Hier war der Ofen längst aus - sprichtwörtlich und tatsächlich: Als im September 2020 bekannt wurde, dass in der »Schamott« einer von zwei Tunnelöfen herruntergefahren wird, läuteten im Lumdatal die Alarmglocken. Schließlich wurde die Stilllegung des 1907 gegründeten Werks beschlossen - doch dann gelang das »Wunder von Mainzlar«: Der Standort von RHI Magnesita bleibt erhalten, der Wiener Konzern erweitern die Produktion und investiert insgesamt 11,2 Millionen Euro in Mainzlar.
Allein 320 000 Euro davon sind laut RHI in die Umrüstung des 2020 stillgelegten, 150 Meter langen Ofens geflossen - und nun hat er wieder Feuer:
Bei einem Werkstermin haben am Donnerstagnachmittag Landrätin Anita Schneider und der hessische Wirtschafts-Staatssekretär Jens Deutschendorf in dicker Schutzmontur den Tunnelofen öffentlichkeitswirksam angefeuert. Während sie in die untere Ebene hinabstiegen und mit einer Art Lanze mit Brenner je eine Seite des Ofens entflammten, konnten Belegschaft und Ehrengäste auf Monitoren zuschauen. Ein nicht nur für die beiden Berufspolitiker besonderer Moment.
Einst sei hier Quarzit aus dem Umland verwendet worden, das Werk per Bahn via Lollar etwa mit dem Ruhrgebiet verbunden gewesen, brachte Michael Schneider in Erinnerung. Der bisherige Produktions- ist nun Werksleiter der »Schamott«. Er dankte den Unterstützern auf städtischer Ebene wie Bürgermeister Peter Gefeller, Schneider und Deutschendorf - vor allem aber Belegschaft und Betriebsrat, die für den Werkserhalt gekämpft hatten. »Was ihr in den letzten Jahren geleistet habt - sensationell!« Hier sei »eine Familie« aus »hoch qualifizierten Mitarbeitern« am Werk, die »sicher, effizient und nachhaltig« arbeite.
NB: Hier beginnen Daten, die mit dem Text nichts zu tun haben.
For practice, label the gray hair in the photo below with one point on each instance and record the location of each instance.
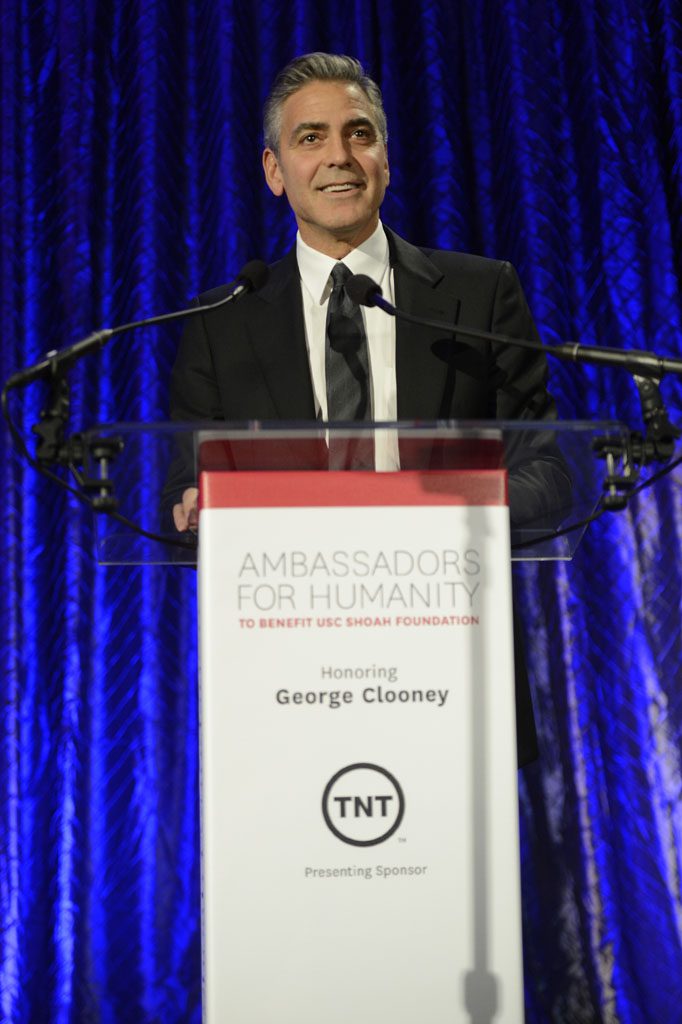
(317, 68)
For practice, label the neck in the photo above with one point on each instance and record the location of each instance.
(337, 247)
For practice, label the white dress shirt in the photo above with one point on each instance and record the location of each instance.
(372, 259)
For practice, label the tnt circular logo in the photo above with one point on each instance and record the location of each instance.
(363, 804)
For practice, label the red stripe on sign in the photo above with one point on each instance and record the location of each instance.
(317, 489)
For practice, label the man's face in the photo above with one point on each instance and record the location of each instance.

»Wir haben hier eine ganz spannende Geschichte am laufen«, sagte Deutschendorf. Mitarbeiter hätten »Lösungswege« aufgezeigt und den Konzern überzeugt, dass es sinnvoll sei, hier zu investieren. Die Entwicklung am Standort sei »beispielgebend«, habe hohe Bedeutung für die gesamte Region. Auch das Land habe seinen Beitrag geleistet. Der Staatssekretär erwähnte, dass RHI den Wiederanschluss an die Schiene zur Bedingung für den Werkserhalt gemacht hatte - und das sei auch notwendig gewesen. Mit Fördermitteln habe man rasch eine Lösung gefunden und es »hinbekommen«, vom Bund beziehungsweise der DB die Trasse bis Lollar zu erwerben, »eigentlich wollen die keine Strecken verkaufen«.
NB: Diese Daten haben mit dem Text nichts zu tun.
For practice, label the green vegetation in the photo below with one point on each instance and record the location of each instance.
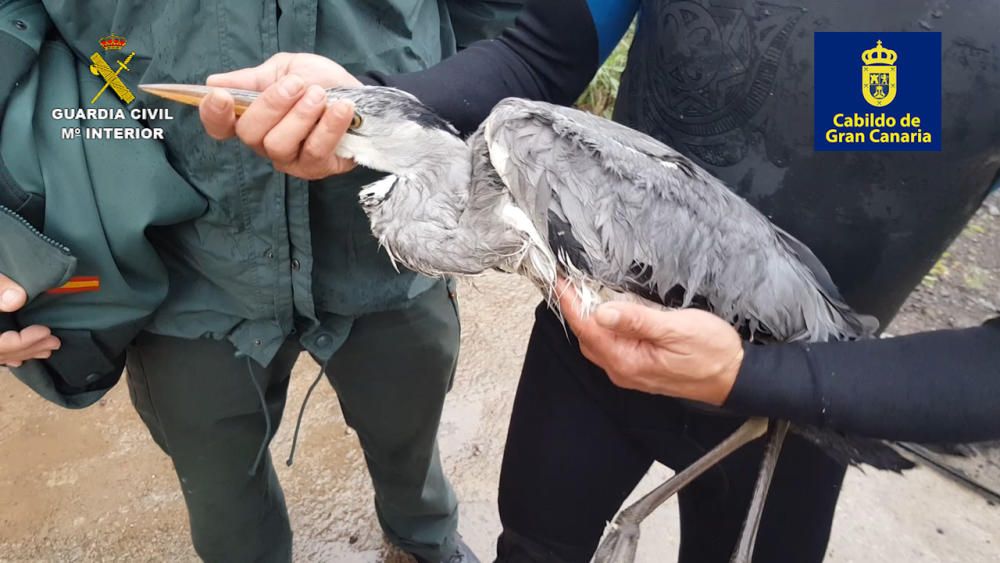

»Die Hessische Landesbahn (HLB) hat sich auf den Weg gemacht«, so Deutschendorf zum aktuellen Stand in Sachen Güterverkehr zur »Schamott«. Leistungen seien ausgeschrieben, der Gleisbau solle im Juni starten, Technik an der Strecke teils schon vorher instand gesetzt werden. Es laufe »alles nach Plan«, um den Güterverkehr bis Lollar wie vereinbart Anfang 2024 aufzunehmen. Von solchem Tempo können die Anhänger der Lumdatalbahn nur Träumen. Doch auch da gebe es Bewegung, sagte Deutschendorf und verwies auf den geplanten Streckenerwerb bis Londorf durch die HLB, die noch dieses Jahr Planungsleistungen ausschreiben wolle.
Der Tunnelofen, Baujahr 1958, ist laut RHI über sieben Monate hinweg aufwändig umgerüstet worden. Ziel ist, in ihm künftig bis zu 50 000 Tonnen Material pro Jahr zu brennen. Dafür braucht es auch neue Mitarbeiter - die Suche nach ihnen laufe »im Prinzip sehr gut«, sagte Werksleiter Schneider, doch es fehle an Fachkräften im Mechanik- und Elektronikbereich.
Die Wiederanfeuerung des Ofens ist Teil der »strategischen Neuausrichtung« des Werks: Neben Magnesit, das vor allem für die Glasindustrie eingesetzt wird, sollen nun auch Feuerfest-Steine aus Dolomit gebrannt werden, als neue Produktlinie für die Stahl, Edelstahl- und Zementindustrie.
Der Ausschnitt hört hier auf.